Jason la condujo al centro de la pista, le ofreció los brazos y empezaron a bailar. Menos mal que había
decidido ponerse su vestido amarillo. Todo el mundo los estaba mirando, y aún no se lo había puesto
allí.
-Hace mucho que no bailo -admitió con una sonrisa-. De hecho, hay unas cuantas cosas que no hago
hace mucho tiempo y que estoy ansioso por practicar.
-Si las haces tan bien como bailas, deben ser una experiencia deliciosa.
Amanda sintió una ola de calor partir del cuerpo de Jason y esperó un momento a que dijese algo,
pero no lo hizo. La música terminó y se detuvieron al otro lado del salón. Unos aplausos agradecieron la
interpretación de los músicos.
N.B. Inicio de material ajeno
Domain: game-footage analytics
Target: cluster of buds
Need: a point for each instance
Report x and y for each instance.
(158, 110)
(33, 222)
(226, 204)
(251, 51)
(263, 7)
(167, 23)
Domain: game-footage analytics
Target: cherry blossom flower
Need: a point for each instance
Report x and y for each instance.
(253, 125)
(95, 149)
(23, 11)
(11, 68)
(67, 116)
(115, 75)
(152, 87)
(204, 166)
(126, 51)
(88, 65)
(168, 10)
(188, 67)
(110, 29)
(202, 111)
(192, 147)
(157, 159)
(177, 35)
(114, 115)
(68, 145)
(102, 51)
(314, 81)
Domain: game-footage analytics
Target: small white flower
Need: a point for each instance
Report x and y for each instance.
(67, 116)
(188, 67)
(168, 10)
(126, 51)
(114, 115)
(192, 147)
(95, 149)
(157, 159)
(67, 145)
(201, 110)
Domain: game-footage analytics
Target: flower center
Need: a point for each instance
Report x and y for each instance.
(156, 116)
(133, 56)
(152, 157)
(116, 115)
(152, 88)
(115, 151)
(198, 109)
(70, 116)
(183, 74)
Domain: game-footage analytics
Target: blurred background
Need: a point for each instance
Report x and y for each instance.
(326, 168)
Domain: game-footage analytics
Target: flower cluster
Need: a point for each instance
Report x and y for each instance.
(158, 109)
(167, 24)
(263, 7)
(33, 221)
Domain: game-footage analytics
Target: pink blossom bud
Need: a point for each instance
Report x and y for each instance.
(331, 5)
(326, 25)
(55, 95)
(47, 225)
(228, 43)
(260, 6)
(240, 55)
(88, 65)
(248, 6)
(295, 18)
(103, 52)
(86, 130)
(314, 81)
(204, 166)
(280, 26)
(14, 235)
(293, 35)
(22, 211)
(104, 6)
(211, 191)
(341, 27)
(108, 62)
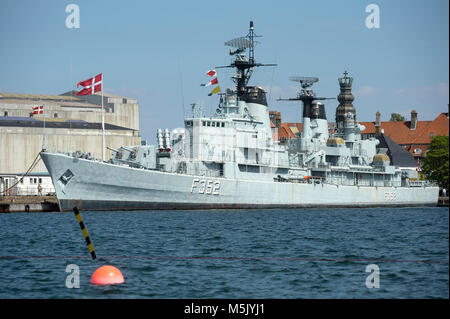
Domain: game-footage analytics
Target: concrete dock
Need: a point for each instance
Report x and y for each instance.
(12, 204)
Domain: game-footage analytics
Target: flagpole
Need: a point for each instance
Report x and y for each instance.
(103, 124)
(43, 139)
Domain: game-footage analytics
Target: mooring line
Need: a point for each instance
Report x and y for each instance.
(85, 233)
(354, 260)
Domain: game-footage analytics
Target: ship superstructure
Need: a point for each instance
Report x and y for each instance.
(231, 159)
Inmediatamente empezó otra canción y Jason volvió a moverse con
Amanda en los brazos.
-Me gustaría tener todo este lugar para nosotros solos -dijo él, sonriendo.
Amanda se dejó llevar por la magia del momento, de su sonrisa, de sus manos. Lo había echado de
menos. Estar cerca de él era como volver a casa. Como si aquel fuese su lugar en el mundo.
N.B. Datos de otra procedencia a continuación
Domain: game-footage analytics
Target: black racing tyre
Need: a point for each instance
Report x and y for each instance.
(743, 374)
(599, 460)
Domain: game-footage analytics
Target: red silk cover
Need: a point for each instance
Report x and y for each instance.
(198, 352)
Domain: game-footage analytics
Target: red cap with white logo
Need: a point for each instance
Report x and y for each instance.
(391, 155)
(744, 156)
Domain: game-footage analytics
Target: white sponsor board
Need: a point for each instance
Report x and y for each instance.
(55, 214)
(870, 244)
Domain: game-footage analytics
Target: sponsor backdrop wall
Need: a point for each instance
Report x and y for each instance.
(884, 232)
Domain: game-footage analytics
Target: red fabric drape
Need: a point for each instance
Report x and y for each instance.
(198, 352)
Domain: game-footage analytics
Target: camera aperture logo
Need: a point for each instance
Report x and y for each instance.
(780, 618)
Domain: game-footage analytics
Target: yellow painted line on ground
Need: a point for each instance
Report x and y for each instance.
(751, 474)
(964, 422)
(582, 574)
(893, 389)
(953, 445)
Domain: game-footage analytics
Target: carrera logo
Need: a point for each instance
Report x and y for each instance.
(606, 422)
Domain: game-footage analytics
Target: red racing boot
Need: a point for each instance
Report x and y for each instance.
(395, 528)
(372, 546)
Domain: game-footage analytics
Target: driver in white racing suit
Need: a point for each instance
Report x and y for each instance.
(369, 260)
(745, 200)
La pista de baile se fue llenando rápidamente. Algunos de los hombres que no bailaban se atrevieron a
acercarse a las mujeres y a empezar a charlar.
Cuando la música terminó, Jason tomó la mano de Amanda y ambos salieron al porche. El aire era
fresco y la luna llena brillaba sobre los árboles.
-Ha sido todo un detalle por tu parte sacarme a bailar -dijo ella, alejándose un poco-. Has salvado la
fiesta.
-¿Por eso crees que te he sacado a bailar? ¿Para que los demás hombres se animaran?
Una tremenda energía cobró vida entre ellos, y Amanda volvió a sentirla como en las otras ocasiones.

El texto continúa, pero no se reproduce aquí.